In most areas of life putting in more effort means achieving a better outcome.
The harder and more consistently you exercise, the fitter you get. The more hours you put in studying, the better your grades.
Of course there are a few, very unusual areas where the opposite rule holds. Aldous Huxley’s called this “The Law of Reversed Effort”: the harder you try, the worse you do. Think of quicksand and finger-cuffs, where success is defined by gentle, slow movements.
Knowing that these areas are different, and taking advantage of (rather than fighting) it is one of the smartest, and hardest, things to do.
Saving and Investing are two of those areas.
Imagine two people both trying to save money on a monthly income. Addison has an auto-transfer for $1,000 set up the day after they get paid, and simply lives on the remaining amount in their checking account. Casey aims to save the same $1,000, but only if it’s left over in their checking account at the end of the month. Casey has to exert willpower the entire month to not spend easily available money - much more work. It’s very unlikely Casey will save more than Addison.
In general, the more your savings plan requires a lot of self control, the less successful it will be.

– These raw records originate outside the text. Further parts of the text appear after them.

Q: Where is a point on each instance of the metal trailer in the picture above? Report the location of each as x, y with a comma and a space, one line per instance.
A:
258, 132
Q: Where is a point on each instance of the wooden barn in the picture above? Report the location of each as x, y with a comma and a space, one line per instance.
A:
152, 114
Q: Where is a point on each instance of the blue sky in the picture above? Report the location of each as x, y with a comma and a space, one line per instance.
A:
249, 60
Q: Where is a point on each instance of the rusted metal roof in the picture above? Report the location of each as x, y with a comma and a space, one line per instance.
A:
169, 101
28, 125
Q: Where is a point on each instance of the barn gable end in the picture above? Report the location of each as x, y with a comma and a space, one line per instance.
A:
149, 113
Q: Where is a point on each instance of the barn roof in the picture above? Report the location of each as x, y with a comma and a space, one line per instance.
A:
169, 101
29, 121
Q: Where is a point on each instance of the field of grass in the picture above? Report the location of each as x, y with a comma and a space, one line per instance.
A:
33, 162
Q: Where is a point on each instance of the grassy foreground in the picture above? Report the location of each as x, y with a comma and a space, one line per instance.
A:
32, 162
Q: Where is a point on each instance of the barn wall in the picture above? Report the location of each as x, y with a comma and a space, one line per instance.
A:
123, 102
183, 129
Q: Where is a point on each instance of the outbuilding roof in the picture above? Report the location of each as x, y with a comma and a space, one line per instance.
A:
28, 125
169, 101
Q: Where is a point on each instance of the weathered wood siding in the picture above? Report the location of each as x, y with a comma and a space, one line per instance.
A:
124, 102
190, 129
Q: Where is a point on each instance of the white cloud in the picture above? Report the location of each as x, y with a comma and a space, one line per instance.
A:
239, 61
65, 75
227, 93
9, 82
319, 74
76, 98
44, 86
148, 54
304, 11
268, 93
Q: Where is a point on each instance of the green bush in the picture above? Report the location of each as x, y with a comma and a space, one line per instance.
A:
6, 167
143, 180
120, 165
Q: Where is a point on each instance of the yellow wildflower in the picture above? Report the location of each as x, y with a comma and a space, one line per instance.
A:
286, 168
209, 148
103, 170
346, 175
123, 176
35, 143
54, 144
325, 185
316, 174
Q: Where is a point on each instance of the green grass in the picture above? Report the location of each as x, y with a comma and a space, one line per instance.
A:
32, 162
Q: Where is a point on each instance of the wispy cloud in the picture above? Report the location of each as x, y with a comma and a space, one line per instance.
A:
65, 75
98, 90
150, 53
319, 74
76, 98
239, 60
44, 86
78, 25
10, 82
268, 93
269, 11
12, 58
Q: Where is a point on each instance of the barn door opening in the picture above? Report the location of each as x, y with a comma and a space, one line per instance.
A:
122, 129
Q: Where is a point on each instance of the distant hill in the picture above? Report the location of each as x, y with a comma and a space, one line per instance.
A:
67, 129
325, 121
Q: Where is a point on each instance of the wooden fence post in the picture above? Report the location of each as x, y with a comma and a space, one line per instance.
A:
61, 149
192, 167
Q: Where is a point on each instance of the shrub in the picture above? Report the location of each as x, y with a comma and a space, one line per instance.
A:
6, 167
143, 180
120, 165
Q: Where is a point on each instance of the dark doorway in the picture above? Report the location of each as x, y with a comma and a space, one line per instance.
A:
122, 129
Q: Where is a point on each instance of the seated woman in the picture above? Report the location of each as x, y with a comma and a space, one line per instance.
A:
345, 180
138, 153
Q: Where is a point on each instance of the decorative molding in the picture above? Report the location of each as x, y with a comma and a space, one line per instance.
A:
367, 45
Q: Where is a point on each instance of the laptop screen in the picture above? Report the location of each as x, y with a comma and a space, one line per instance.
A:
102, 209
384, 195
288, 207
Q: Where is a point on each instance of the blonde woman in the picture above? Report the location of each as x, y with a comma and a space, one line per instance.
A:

Richard Thaler won the Nobel Prize in Economics (in part) for his work on retirement saving, including the Save More Tomorrow 401(k) plan. In effect, the plan makes it effortless to save. If you make zero active choices, and don’t deviate from the defaults, you’ll be saving into your 401(k) at appropriate at growing levels.
There are now (almost) effortless saving options outside 401(k)s too. Betterment offers the Smart Deposit service, which sweeps excess cash into your investment account. Digit doesn’t ask you how much you want to save: it figures out amounts through the course of the month which it thinks you can afford, and takes them out automatically.
Each of these make it effortless to save, but you do have to choose to use them.
The Law of Reversed Effort holds in investing too. Evidence tends to show that the more effort investors put into improving returns, the worse performance they have.
Barber and Odean found that the average investor underperformed by 1.5% per year which is pretty bad. But when they looked at the most active accounts, they found that those investors underperformed by …. 6.5% per year!
Using a different dataset, different researchers found that 91% of brokerage investors underperformed a passive approach, and underperformed by 8.5% per year. About 1% along in tax and transaction costs, which you only incur when you trade.
This applies to professionally managed strategies. Newfound Research call it the Frustrating Law of Active Management. When a strategy has all the comforting evidence in it’s favor- recent outperformance, size, reputation, recognizability - it has the least likelihood of outperforming in the future. If you want outperformance, and you use historical performance to make your decisions (aka performance chasing), odds are very high you’ll underperform.
There is a story that Fidelity found the best predictor of brokerage performance success to be people who never logged it. While it might be apocryphal (and I’d expect them to disavow any such finding even if it were true), it rings so true it has a life of it’s own.
So, this might sound very strange, but one of the best ways to outperform the average investor, is to not try to outperform the average investor.
Imagine if you found a job that paid you a 25% bonus every day you didn’t come into work. How many days would you come into work?
Respecting the Law of Reversed Effort is one of the smartest things you can do. It will improve your outcomes in areas where it applies, and other areas too! The more effort you don’t spend in saving and investing, the more you can spend in arenas where effort and outcome are correlated.